There is no doubt that this type of gamification can work well in certain types of crowdsourcing project.  However, an interesting piece of research by the Transcribing Bentham team shows that competition is a small motivational factor when compared to the sense of community, shared sense of purpose or interest in the subject matter.  The Bentham project ran a survey of their participants which showed that their users were overwhelmingly motivated by being part of a collaborative endeavour and an interest in the subject rather than any notion of competition or individual recognition (17).   That said, the project themselves did say that this may have been due in part to participants in their project not wanting to admit to themselves and others that they were motivated by the competition!  It is true however that in some situations an overly ‘gamified’ solution may put potential participants off as it may seem to trivialise their effort.  Yet, used carefully it can provide a useful means to attract and sustain the motivation of participants.


Conclusion

Crowdsourcing has fundamentally changed the way in which cultural, heritage and education organisations and collections work.  A unique combination of improved communication and social media tools, a resulting change in peoples expectations of and interactions with collections and their use of their free time,  and a rise in the creation and use of open data and resources has enabled organisations to reach out to users in new and innovative ways, to improve the management and accessibility of their collections and to share experiences, resources and information in ways that bring collections closer to users and that advance knowledge and research.
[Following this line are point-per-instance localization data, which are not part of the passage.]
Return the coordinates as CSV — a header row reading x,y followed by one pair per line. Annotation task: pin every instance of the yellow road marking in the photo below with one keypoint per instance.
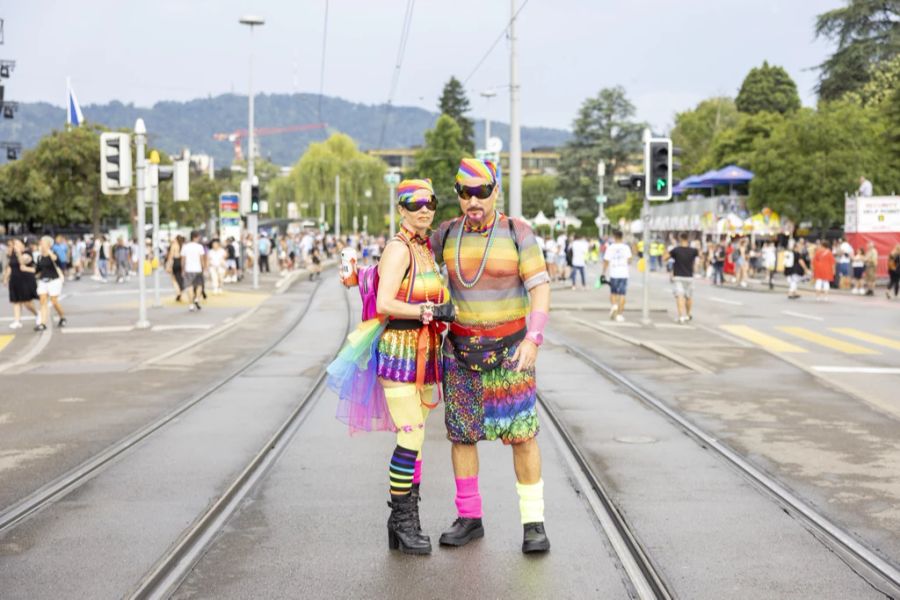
x,y
868,337
757,337
827,341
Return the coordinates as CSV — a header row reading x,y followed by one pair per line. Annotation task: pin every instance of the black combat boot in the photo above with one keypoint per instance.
x,y
535,538
402,532
462,532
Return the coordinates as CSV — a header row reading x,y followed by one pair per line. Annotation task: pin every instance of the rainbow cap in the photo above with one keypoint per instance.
x,y
410,189
478,168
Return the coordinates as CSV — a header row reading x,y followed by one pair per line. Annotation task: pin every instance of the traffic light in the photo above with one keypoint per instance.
x,y
254,199
659,169
115,163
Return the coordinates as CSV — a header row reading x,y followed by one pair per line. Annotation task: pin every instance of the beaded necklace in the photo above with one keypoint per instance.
x,y
487,251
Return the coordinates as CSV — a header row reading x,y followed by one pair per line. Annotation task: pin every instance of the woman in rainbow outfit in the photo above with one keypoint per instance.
x,y
386,373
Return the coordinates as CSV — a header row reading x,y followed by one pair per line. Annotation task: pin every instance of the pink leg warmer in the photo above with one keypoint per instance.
x,y
468,500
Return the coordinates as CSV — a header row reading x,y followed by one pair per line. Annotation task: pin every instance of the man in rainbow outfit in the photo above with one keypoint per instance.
x,y
497,278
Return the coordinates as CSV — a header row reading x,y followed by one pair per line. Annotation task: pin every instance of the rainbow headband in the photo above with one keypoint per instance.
x,y
475,168
412,188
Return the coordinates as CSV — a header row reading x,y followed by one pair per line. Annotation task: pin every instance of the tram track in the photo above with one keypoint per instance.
x,y
74,478
165,577
878,572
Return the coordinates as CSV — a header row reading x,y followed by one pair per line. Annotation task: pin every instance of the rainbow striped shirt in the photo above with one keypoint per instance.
x,y
501,295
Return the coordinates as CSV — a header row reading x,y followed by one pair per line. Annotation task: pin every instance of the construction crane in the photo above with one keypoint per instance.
x,y
237,136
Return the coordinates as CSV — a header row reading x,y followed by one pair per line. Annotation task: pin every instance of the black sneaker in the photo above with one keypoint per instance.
x,y
534,538
462,532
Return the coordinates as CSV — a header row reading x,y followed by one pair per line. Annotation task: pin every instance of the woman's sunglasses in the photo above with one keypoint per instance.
x,y
482,192
418,204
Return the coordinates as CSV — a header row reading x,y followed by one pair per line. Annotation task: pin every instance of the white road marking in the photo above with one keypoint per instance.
x,y
203,326
861,370
107,329
802,315
724,301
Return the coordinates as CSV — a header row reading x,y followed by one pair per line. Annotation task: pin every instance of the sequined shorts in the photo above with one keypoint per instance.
x,y
489,405
397,356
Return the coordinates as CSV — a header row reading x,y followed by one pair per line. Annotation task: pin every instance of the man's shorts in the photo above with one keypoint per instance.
x,y
618,286
488,405
50,287
683,287
194,279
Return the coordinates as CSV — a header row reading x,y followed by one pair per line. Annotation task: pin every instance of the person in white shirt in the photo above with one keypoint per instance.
x,y
580,249
616,262
216,259
193,261
865,187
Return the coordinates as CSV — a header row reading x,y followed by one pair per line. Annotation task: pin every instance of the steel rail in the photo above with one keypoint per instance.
x,y
641,571
836,538
74,478
176,564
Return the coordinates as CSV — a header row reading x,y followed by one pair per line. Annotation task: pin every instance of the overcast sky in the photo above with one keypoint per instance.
x,y
143,52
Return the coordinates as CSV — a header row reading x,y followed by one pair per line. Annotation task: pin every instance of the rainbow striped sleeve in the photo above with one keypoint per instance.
x,y
532,268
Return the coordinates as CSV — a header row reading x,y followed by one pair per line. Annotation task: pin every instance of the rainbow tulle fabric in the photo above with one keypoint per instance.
x,y
353,376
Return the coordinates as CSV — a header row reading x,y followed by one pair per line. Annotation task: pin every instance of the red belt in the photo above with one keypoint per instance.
x,y
498,331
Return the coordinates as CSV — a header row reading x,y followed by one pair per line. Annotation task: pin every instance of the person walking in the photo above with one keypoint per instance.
x,y
580,249
894,271
823,270
49,283
616,264
871,268
18,274
858,265
501,290
194,256
386,374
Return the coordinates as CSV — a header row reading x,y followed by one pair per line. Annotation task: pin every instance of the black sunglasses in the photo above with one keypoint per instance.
x,y
482,192
417,205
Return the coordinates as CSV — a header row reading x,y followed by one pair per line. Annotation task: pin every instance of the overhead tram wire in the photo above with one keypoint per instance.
x,y
398,65
322,66
502,35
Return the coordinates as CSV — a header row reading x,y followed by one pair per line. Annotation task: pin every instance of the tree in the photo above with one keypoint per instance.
x,y
438,160
313,182
768,89
455,104
695,130
867,33
603,130
812,159
538,192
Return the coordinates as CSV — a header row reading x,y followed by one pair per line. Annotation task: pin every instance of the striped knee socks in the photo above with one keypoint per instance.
x,y
403,464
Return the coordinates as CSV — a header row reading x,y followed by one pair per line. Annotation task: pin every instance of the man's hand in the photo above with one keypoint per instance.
x,y
525,355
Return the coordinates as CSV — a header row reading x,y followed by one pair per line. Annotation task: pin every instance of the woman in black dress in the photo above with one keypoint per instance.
x,y
19,275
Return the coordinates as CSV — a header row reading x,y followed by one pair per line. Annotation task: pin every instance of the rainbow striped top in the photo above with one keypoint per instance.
x,y
501,295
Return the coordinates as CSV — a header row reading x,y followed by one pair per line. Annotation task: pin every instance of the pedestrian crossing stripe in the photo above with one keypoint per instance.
x,y
827,341
766,341
868,337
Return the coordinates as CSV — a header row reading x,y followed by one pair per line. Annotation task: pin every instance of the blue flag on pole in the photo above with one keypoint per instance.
x,y
73,109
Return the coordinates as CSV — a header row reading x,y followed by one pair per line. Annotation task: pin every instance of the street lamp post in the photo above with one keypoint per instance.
x,y
252,223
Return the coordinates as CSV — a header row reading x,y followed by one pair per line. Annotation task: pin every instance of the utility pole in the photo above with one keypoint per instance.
x,y
645,217
515,141
140,140
337,208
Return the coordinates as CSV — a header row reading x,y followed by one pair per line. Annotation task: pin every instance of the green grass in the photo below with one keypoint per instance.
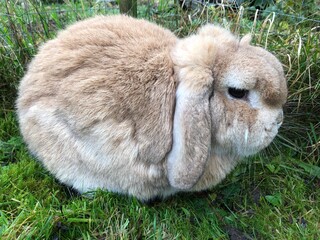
x,y
275,195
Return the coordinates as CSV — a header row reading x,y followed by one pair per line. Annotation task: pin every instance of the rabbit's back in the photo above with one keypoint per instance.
x,y
107,79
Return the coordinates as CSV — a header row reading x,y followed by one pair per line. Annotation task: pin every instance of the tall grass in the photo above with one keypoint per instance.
x,y
289,30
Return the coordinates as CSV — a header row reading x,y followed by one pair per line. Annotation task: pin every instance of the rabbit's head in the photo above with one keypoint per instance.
x,y
230,94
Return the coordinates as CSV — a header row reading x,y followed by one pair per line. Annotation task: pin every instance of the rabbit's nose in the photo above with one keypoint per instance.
x,y
279,119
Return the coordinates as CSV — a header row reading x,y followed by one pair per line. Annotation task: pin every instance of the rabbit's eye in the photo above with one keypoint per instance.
x,y
238,93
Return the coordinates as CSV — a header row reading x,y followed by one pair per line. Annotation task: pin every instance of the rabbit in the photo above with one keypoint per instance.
x,y
124,105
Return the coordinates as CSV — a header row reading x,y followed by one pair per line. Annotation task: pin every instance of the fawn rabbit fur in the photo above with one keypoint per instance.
x,y
124,105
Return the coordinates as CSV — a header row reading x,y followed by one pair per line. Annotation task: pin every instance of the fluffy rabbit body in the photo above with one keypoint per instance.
x,y
124,105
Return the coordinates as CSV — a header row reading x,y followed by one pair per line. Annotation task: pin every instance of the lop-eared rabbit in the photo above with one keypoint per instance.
x,y
124,105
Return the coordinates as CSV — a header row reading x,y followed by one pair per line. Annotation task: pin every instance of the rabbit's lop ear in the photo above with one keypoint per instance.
x,y
192,121
246,40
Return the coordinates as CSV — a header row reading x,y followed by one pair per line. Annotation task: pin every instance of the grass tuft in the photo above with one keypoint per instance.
x,y
274,195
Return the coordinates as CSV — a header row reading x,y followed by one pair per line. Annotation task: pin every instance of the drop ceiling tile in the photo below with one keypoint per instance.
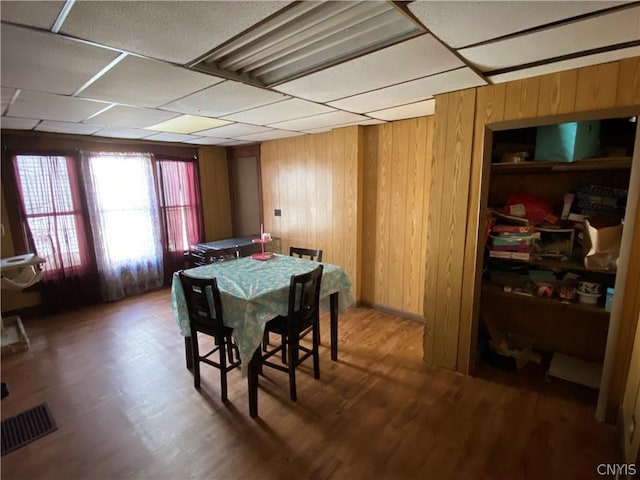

There are challenges that organisations face: such as ensuring quality, managing rights and sparking and sustaining motivation.  This paper had provided some guidance and techniques that organisations can use to mitigate these challenges, from making tasks clear and unambiguous, to good communication and, where appropriate, introducing gamification techniques to sustain motivation.   And ultimately, when organisations understand these risks and take appropriate steps to alleviate them, the benefits that crowdsourcing brings to our cultural heritage far exceeds any potential negatives.